The two companies have signed a collaboration agreement to achieve just this dream, with GE Healthcare providing bioprocess solutions based on the company's ReadyToProcess portfolio, and Novavax, its virus-like particle (VLP) and manufacturing platform.
The aim includes enabling vaccine production facility commissioning in half the time of a traditional egg-based facility and manufacturing pandemic influenza vaccines within 12 weeks of strain isolation.
"This collaboration is a great first example of GE Healthcare realising its strategy of enabling affordable and safe vaccine production for countries that need to better prepare for emerging infectious diseases," GE Healthcare Life Sciences president and chief executive Peter Ehrenheim said.
Novavax president and chief executive Rahul Singhvi said: "This collaboration is a critical milestone in addressing one of the most pressing global healthcare issues of the 21 st Century.
We believe the combination of these technologies will enable the creation of a country's rapid response supply and self-efficiency in pandemic flu vaccine."
Novavax' VLP technology involves building a structure like a virus but without the genetic material required for viral replication.
The VLP works by attaching to cells and triggering an immune response.
The US-based company has developed a VLP-based H5N1 pandemic flu vaccine which is currently in Phase I/IIa clinical trials.
The vaccine is manufactured using cell-culture, removing the limitations associated with traditional egg-based techniques, and does not use a live virus.

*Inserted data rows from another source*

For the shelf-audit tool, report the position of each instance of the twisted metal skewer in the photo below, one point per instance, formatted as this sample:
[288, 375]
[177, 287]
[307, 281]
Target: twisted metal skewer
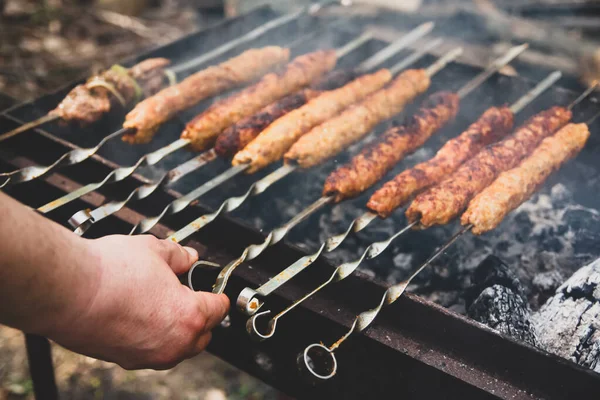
[79, 155]
[232, 203]
[340, 273]
[363, 320]
[122, 173]
[274, 237]
[83, 219]
[393, 293]
[72, 157]
[248, 302]
[187, 65]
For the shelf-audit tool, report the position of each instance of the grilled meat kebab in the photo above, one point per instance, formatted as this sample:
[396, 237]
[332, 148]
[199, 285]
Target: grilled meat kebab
[89, 101]
[513, 187]
[356, 121]
[145, 119]
[272, 143]
[494, 124]
[443, 202]
[203, 130]
[375, 160]
[239, 135]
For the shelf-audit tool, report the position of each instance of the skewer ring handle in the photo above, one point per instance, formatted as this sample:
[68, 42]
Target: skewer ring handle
[247, 302]
[253, 329]
[199, 264]
[318, 361]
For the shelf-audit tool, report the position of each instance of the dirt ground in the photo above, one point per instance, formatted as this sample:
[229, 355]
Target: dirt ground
[43, 44]
[204, 377]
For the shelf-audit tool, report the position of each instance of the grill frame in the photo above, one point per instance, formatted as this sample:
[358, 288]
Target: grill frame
[432, 350]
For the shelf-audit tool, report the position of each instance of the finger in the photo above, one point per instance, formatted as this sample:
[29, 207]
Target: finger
[200, 345]
[179, 258]
[214, 307]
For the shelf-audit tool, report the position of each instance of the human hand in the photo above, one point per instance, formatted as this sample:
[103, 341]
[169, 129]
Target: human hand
[135, 312]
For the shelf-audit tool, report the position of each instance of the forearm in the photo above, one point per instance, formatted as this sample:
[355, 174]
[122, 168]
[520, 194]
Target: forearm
[45, 271]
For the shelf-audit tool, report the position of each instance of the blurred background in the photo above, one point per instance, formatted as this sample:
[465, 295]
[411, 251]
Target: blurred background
[47, 44]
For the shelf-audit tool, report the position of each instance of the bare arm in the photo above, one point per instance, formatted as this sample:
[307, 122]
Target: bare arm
[116, 298]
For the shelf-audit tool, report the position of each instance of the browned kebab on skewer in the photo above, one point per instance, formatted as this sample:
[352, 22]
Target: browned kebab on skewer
[496, 122]
[239, 135]
[203, 130]
[144, 120]
[485, 212]
[513, 187]
[445, 201]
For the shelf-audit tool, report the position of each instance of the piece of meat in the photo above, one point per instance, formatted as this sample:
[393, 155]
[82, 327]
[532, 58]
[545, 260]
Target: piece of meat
[513, 187]
[494, 124]
[374, 161]
[272, 143]
[145, 119]
[88, 102]
[445, 201]
[239, 135]
[331, 137]
[203, 130]
[83, 105]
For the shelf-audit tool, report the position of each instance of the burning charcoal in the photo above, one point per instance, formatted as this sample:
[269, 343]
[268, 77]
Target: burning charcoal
[569, 323]
[545, 283]
[585, 225]
[496, 299]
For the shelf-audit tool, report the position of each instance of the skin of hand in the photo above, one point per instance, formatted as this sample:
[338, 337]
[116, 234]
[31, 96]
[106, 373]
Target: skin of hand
[116, 298]
[140, 315]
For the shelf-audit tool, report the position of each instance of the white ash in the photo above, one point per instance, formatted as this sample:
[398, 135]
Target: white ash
[569, 323]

The use of cell-culture should also speed up the manufacturing process with recombinant vaccines being produced within 12 weeks of a pandemic strain being identified, according to Novavax.
UK-based GE Healthcare launched its ReadyToProcess portfolio in October, which consists of a range of ready-to-use systems and devices for the biopharmaceutical industry which have been designed to increase speed, simplicity and safety for all areas of bioprocessing.

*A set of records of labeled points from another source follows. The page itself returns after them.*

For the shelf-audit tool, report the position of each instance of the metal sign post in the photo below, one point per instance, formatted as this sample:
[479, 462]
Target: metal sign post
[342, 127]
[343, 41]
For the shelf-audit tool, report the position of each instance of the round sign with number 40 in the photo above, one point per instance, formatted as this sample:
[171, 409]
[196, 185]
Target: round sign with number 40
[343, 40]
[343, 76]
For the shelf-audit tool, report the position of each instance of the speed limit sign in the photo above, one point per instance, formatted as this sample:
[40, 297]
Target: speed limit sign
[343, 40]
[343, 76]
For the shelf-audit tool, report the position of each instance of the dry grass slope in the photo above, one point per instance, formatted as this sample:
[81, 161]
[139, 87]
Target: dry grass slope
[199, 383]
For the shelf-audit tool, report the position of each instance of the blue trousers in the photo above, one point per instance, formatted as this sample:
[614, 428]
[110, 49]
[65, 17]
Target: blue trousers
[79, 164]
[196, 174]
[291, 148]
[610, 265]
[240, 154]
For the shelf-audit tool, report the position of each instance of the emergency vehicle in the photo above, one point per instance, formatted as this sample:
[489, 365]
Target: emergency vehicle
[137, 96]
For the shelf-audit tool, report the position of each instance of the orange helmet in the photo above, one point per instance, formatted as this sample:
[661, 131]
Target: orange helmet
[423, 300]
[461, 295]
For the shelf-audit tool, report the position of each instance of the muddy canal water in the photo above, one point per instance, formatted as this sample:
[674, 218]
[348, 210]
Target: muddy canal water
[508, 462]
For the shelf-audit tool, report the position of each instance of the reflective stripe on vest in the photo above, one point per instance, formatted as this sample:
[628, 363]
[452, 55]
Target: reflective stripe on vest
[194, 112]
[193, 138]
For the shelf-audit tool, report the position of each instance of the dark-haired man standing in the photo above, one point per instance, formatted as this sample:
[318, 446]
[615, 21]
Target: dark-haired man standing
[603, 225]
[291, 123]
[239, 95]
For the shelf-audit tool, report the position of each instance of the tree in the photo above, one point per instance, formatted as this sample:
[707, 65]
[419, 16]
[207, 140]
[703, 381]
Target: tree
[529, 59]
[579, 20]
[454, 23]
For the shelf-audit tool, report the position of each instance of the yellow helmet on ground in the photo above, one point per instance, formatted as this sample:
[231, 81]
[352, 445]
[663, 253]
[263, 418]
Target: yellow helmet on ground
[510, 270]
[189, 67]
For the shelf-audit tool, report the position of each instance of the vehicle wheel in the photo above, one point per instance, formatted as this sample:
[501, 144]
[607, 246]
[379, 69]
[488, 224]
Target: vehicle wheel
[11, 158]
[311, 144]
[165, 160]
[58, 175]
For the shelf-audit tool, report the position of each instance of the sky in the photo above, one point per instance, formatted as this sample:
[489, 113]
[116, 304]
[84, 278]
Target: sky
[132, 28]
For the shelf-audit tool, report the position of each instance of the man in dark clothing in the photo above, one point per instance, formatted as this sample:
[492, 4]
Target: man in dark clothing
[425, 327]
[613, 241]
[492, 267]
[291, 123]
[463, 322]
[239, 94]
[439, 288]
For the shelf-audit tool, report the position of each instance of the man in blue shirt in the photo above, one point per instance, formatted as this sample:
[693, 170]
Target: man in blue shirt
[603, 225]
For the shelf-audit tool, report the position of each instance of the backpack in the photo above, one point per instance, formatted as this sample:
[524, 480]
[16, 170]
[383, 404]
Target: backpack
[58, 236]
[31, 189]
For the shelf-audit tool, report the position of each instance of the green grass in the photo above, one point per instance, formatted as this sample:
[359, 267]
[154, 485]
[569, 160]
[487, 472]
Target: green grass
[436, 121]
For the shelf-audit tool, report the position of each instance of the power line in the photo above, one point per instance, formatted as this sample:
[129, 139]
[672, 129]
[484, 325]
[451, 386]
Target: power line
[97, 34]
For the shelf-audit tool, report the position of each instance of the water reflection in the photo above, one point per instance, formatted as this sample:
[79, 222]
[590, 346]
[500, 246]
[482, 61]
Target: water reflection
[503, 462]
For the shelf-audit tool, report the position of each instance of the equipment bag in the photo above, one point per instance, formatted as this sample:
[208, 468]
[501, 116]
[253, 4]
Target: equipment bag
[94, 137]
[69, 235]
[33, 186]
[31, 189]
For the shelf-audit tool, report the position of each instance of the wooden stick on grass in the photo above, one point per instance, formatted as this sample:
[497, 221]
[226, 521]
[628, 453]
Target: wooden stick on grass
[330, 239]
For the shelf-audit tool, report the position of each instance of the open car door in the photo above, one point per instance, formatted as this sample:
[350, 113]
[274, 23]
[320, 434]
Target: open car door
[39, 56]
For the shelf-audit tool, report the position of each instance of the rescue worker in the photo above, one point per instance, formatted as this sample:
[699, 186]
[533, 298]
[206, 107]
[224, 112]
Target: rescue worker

The portfolio covers bio fermentation, mixing, connectivity, chromatography , filtration, buffer preparation, sensing and storage solutions, with further phased launches scheduled up till 2009.

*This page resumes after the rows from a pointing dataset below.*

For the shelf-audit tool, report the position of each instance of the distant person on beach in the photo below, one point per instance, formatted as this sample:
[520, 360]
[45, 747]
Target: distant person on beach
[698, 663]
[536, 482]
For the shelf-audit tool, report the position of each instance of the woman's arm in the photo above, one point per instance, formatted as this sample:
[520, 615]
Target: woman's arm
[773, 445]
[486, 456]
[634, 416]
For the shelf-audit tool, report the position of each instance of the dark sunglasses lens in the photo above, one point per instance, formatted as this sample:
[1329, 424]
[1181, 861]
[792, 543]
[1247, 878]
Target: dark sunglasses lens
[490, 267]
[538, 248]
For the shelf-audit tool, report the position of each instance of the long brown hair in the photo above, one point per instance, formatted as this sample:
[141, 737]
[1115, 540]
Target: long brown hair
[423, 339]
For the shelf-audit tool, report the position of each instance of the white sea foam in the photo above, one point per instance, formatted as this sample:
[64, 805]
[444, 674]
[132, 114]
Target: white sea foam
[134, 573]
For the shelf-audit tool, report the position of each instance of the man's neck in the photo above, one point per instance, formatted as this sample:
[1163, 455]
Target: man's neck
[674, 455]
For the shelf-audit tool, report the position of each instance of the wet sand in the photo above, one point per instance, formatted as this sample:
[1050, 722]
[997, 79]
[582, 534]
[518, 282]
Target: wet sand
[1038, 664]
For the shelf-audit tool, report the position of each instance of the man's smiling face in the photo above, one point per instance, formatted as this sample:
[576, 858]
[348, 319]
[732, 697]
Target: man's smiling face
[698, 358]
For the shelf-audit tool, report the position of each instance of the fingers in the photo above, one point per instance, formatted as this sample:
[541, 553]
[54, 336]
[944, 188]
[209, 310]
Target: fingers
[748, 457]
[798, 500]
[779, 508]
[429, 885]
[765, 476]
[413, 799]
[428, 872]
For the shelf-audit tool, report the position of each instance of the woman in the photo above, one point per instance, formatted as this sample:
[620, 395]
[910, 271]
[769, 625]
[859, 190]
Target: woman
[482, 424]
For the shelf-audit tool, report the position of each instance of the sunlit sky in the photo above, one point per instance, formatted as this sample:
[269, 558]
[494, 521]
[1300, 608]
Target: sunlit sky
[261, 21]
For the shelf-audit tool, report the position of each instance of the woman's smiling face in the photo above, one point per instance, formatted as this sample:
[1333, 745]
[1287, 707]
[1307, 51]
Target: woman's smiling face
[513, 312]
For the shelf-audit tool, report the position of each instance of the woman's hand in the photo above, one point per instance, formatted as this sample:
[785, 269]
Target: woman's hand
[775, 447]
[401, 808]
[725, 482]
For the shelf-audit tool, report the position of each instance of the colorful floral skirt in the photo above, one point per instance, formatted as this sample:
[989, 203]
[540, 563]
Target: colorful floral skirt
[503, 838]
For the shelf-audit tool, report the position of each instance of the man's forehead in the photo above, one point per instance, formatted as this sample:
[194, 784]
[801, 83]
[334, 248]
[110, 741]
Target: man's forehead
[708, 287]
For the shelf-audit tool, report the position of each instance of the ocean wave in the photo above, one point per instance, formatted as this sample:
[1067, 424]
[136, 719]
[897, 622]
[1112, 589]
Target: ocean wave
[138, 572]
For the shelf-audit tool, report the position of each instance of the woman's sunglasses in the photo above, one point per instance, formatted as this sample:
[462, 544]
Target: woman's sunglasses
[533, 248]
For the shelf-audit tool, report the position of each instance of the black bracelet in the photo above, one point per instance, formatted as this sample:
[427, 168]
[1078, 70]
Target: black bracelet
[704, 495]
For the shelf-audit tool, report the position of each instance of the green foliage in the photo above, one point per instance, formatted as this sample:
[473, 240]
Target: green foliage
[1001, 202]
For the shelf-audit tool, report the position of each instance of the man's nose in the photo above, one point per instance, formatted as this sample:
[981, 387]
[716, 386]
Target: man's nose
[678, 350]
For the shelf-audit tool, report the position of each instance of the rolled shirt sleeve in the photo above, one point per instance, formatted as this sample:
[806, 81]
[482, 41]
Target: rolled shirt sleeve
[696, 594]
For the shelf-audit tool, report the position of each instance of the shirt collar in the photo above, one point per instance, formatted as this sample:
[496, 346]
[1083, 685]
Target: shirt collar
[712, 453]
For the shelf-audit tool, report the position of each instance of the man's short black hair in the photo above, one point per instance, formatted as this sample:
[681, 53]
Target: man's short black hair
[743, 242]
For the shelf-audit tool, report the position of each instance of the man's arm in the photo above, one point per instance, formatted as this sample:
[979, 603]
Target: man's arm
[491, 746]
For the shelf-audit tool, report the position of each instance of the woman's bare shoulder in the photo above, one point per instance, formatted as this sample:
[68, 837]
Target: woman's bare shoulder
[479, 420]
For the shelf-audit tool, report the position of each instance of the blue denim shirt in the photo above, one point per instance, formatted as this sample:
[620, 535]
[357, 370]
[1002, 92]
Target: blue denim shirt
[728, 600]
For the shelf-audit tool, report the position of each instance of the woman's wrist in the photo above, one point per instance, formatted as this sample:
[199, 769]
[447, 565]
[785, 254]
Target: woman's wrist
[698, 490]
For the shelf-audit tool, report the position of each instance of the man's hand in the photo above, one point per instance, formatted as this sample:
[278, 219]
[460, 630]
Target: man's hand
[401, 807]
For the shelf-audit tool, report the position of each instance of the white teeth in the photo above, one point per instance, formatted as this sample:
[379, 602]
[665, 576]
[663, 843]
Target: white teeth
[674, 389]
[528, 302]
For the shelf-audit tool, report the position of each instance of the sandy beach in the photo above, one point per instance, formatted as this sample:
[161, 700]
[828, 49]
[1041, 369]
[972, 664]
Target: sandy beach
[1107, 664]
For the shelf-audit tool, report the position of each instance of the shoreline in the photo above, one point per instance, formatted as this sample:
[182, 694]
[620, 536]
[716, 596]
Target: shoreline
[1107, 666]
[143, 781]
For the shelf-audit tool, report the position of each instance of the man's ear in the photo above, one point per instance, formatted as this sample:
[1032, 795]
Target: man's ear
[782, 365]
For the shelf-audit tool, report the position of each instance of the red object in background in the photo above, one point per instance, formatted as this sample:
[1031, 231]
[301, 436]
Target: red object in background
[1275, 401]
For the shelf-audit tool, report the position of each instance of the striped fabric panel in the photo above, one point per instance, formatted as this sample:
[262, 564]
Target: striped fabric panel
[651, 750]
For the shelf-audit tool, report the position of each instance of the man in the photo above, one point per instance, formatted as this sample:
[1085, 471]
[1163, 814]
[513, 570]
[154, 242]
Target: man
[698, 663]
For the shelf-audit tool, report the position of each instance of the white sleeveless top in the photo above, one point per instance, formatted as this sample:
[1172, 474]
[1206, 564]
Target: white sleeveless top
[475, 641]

Features currently include disposable Wave technologies which remove hours of cleaning and preparation in cell culture , and improving the environment for gentle, consistent mixing.
Newly-developed filtration technologies are also available with chromatography tools coming soon.
In a statement, the companies said: "The intention is that [the collaboration] could enable commissioning of a new facility from scratch in approximately two and a-half years, half the time of traditional egg-based vaccine production facility, and at a potential capital reduction of approximately 60 per cent."
The terms of the agreement and what countries were being targeted by the companies were not disclosed.